- Born: 7 June 1929 Bombay, Bombay Presidency, British India
- Died: 13 October 2023 (aged 94) Rome, Italy
- Spouse: Kazem Agha Malek ​ ​(m. 1951; div. 1956)​ Dr. Abdul Rauf Haider ​ ​(m. 1966)​
- Issue: Soraya Malek Hamdam Malek Iskandar Rauf Haider

Names
- Hindia Multan Begum
- House: Mohammadzai-Tarzi
- Father: Amanullah Khan
- Mother: Soraya Tarzi

= Princess India of Afghanistan =

Afghan royal (1929–2023)

Princess India of Afghanistan (Pashto/شاهدخت اندیا Shahdukht India, Principessa India d'Afghanistan; 7 June 1929 – 13 October 2023) was an Afghan royal. She was the youngest daughter of Emeritus King of Afghanistan Amanullah Khan and Queen consort Soraya Tarzi. She held the title of princess of the royal house of Mohammadzai-Tarzi.

Princess India was born in Bombay, British India, five months after her father's abdication on 14 January 1929 and named in honor of the country they fled to exile. After an invitation by Queen Elena of Italy, the family eventually settled in Rome, where the princess grew up and continued to make her home.

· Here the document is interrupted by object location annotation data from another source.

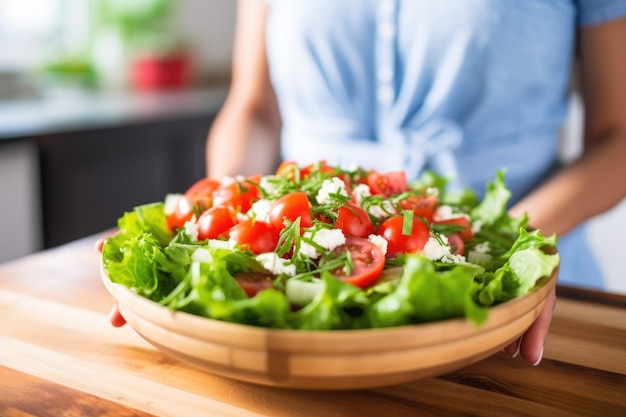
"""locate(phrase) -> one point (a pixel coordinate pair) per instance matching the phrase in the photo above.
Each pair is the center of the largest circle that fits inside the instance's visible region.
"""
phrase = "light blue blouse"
(461, 87)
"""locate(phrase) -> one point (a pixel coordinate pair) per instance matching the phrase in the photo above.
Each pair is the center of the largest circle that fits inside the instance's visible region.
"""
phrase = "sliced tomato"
(458, 246)
(466, 232)
(289, 208)
(195, 200)
(257, 236)
(398, 243)
(239, 195)
(254, 282)
(354, 221)
(422, 205)
(368, 262)
(387, 183)
(216, 222)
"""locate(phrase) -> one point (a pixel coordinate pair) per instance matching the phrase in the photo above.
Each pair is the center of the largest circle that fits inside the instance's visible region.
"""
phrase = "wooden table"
(59, 356)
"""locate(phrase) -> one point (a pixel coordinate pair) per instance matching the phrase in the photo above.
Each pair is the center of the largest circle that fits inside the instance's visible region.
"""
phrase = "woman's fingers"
(530, 344)
(116, 318)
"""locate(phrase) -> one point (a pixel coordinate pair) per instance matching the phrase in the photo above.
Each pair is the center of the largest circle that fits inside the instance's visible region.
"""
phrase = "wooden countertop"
(59, 356)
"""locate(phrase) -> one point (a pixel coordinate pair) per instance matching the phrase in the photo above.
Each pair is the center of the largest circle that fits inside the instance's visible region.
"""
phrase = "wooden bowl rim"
(326, 341)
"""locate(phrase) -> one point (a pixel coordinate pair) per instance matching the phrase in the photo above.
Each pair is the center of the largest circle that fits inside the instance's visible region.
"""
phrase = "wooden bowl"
(337, 359)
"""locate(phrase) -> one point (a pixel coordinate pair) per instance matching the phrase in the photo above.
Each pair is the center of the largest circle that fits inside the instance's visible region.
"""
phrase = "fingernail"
(540, 357)
(519, 344)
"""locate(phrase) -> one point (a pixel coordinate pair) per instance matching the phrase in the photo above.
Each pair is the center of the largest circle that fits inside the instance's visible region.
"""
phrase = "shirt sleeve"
(592, 12)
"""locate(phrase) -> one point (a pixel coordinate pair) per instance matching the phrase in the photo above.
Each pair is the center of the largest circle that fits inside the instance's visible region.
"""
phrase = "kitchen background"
(105, 104)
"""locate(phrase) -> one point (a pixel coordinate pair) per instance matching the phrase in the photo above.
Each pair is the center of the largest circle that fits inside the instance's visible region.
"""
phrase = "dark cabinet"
(90, 177)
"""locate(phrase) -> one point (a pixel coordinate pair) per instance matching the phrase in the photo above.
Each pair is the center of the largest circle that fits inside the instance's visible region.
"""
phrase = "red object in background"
(161, 72)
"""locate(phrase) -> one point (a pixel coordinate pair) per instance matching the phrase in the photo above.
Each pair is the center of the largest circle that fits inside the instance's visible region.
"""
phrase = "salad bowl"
(332, 359)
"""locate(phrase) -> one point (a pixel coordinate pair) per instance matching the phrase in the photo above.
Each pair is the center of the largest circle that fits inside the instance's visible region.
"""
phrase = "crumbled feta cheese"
(361, 191)
(275, 264)
(476, 226)
(191, 228)
(482, 247)
(220, 244)
(331, 186)
(260, 210)
(329, 239)
(480, 253)
(379, 241)
(268, 186)
(445, 212)
(436, 251)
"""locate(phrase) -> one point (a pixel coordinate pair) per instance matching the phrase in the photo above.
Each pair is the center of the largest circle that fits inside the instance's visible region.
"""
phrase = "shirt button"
(385, 94)
(384, 74)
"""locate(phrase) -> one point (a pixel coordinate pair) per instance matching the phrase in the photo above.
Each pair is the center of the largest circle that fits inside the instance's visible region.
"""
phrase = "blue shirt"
(461, 87)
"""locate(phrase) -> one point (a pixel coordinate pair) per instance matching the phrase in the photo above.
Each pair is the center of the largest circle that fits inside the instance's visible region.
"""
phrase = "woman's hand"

India was educated at Pension Marie-José, Gstaad, Switzerland, and Pontifical Gregorian University, Rome, Italy.

India visited Afghanistan for the first time in 1968, and started charity work for Afghan children seeking aid.

In the 2000s, Princess India formed the Mahmud Tarzi Cultural Foundation (MTCF) in Kabul, where she served as vice chairman as of 2010. In 2006, Princess India was appointed Cultural Ambassador to Europe by the Afghan President, Hamid Karzai. She spent her time between Rome and Kabul before the Taliban takeover of 2021 and held lectures at conferences throughout Europe.

In August 2019, Princess India was invited by the Afghan government to take part in the state's celebrations for Afghanistan's 100th anniversary of independence.

==Personal life==
Princess India was married twice and had two daughters (from the first marriage) and a son (from the second marriage).

Princess India thought of her mother as a positive figure in contemporary Afghanistan, calling her achievements "highly regarded by Afghans", and adding her speeches of "how she encouraged Afghan women to become independent, to learn how to read and write." Regarding women's rights in Afghanistan, India thought that more education is needed for Afghan men to improve the situation. She also said of the burqa that it is "not an Afghan garment and is not even an Islamic garment".

In September 2011, Princess India of Afghanistan was honored by the Afghan-American Women Association for her work in women's rights. In 2012, Radio Azadi named her "Person of the Year" for her humanitarian work.

Princess India of Afghanistan died on 13 October 2023, at the age of 94. One year after in September 2024 in Italy is published il bambino che danzava con le farfalle a novel based in Afghanistan and dedicated to Princess India by italian writer Demetrio Baffa Trasci Amalfitani di Crucoli and novel won the literary price "Valerio Gentile".